[cpp-threads] Yet another visibility question

Fri Jan 12 18:19:32 GMT 2007

On Fri, Jan 12, 2007 at 06:50:03PM +0100, Alexander Terekhov wrote:
> On 1/12/07, Paul E. McKenney <paulmck at linux.vnet.ibm.com> wrote:
> >On Fri, Jan 12, 2007 at 10:30:46AM +0100, Alexander Terekhov wrote:
> >> On 1/11/07, Peter Dimov <pdimov at mmltd.net> wrote:
> >> >Alexander Terekhov wrote:
> >> >
> >> >> Yeah, and IBM does some NUMA with Intel Xeons, IIRC. That's why I've
> >> >> been telling all along that lock_cmpxchg(&var, 42, 42) for loads is
> >> >> the way to do SC on x86/IA32. ;-)
> >> >
> >> >If x86 loads do have acquire semantics as we've been assuming, wouldn't 
> >it
> >> >be enough to just use lock xchg for stores?
> >>
> >> I don't think so. Why would that be enough? Well, actually xchg for
> >> stores is still needed to ensure leading store-load fencing regarding
> >> load inside cmpxchg, I think. So for SC on x86/IA32 we need cmpxchg
> >> for loads and xchg for stores (both locked).
> >
> >Will this force all stores to independent variables from different
> >processors to be ordered?  On a large NUMA configuration with multiple
> >front-side busses?
> 
> Think of implementing SC  with per-variable locks on a large x86/IA32
> NUMA configuration with multiple FSBs or whatever.
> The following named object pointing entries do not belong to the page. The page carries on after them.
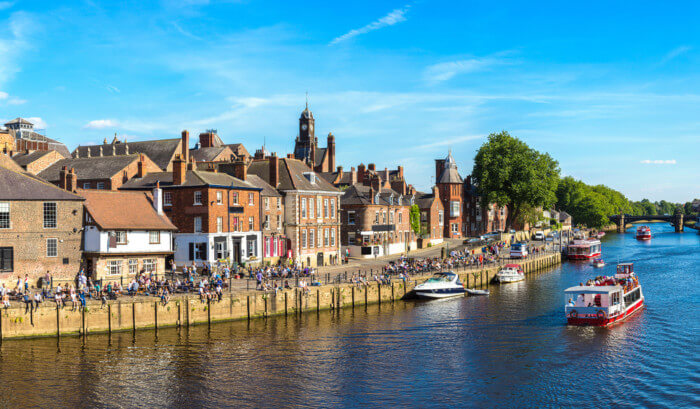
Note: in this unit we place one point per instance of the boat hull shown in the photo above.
(604, 322)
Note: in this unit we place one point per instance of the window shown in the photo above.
(454, 208)
(149, 265)
(49, 215)
(133, 266)
(114, 267)
(120, 236)
(4, 215)
(51, 247)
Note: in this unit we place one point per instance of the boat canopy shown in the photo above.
(589, 289)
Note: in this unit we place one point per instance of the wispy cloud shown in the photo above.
(675, 53)
(395, 17)
(447, 70)
(658, 162)
(101, 124)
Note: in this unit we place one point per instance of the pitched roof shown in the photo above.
(292, 175)
(103, 167)
(193, 178)
(160, 151)
(21, 186)
(113, 210)
(267, 189)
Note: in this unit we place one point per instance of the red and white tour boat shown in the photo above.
(584, 249)
(606, 300)
(643, 233)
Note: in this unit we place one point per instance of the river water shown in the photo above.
(511, 349)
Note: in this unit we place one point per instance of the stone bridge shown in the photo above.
(677, 220)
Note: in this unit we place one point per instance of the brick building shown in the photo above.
(102, 172)
(311, 209)
(40, 228)
(125, 233)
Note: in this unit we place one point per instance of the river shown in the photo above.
(511, 349)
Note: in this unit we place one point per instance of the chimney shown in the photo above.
(72, 181)
(331, 152)
(274, 170)
(141, 165)
(158, 199)
(179, 171)
(240, 170)
(63, 178)
(185, 146)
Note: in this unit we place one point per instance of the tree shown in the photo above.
(414, 216)
(508, 172)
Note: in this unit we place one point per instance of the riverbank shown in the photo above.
(137, 314)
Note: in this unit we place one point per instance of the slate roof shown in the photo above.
(291, 175)
(115, 210)
(103, 167)
(160, 151)
(193, 178)
(20, 186)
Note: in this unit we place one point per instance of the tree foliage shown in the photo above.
(508, 172)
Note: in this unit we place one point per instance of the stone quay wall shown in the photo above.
(131, 314)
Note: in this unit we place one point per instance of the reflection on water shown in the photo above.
(509, 349)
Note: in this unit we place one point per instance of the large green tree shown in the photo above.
(508, 172)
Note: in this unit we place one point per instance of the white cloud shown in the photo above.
(658, 162)
(100, 124)
(395, 17)
(38, 122)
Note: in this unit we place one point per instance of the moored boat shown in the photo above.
(643, 233)
(440, 285)
(510, 273)
(606, 300)
(584, 249)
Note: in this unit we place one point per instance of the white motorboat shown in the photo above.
(440, 285)
(510, 274)
(472, 291)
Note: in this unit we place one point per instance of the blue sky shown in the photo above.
(610, 89)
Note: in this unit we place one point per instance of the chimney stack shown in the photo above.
(179, 170)
(274, 170)
(158, 199)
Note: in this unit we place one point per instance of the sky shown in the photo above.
(609, 89)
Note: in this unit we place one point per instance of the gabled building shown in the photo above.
(311, 209)
(40, 227)
(101, 172)
(126, 233)
(217, 215)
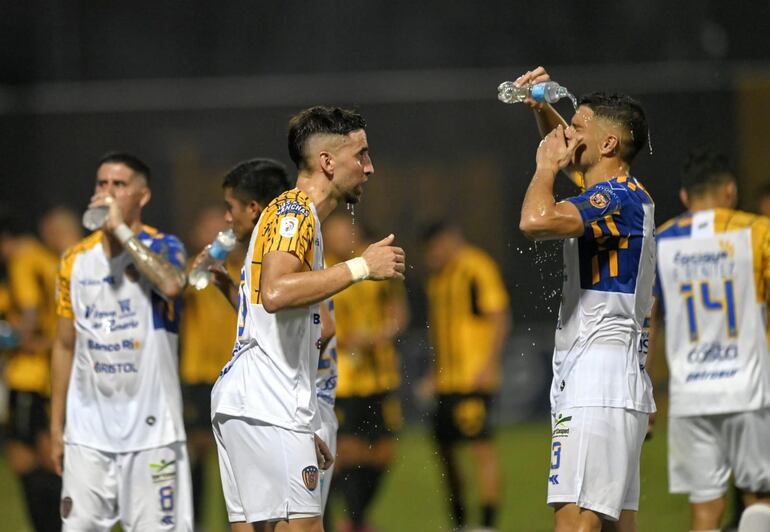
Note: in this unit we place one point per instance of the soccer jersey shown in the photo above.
(460, 298)
(123, 393)
(713, 266)
(363, 311)
(600, 343)
(206, 332)
(271, 375)
(31, 280)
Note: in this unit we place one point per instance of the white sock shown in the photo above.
(755, 518)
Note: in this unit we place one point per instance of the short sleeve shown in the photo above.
(491, 296)
(63, 294)
(598, 202)
(292, 230)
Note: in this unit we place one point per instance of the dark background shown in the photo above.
(194, 87)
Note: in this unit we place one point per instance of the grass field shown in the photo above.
(412, 497)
It won't be any
> better than cmpxchg for loads and xchg for stores (both locked).

My understanding is that locking is only guaranteed to force SC execution
of critical sections when all of the critical sections of interest
are guarded by the same lock.  Therefore, per-variable locks will not
necessarily force SC execution of all accesses.

Do you agree or disagree?

							Thanx, Paul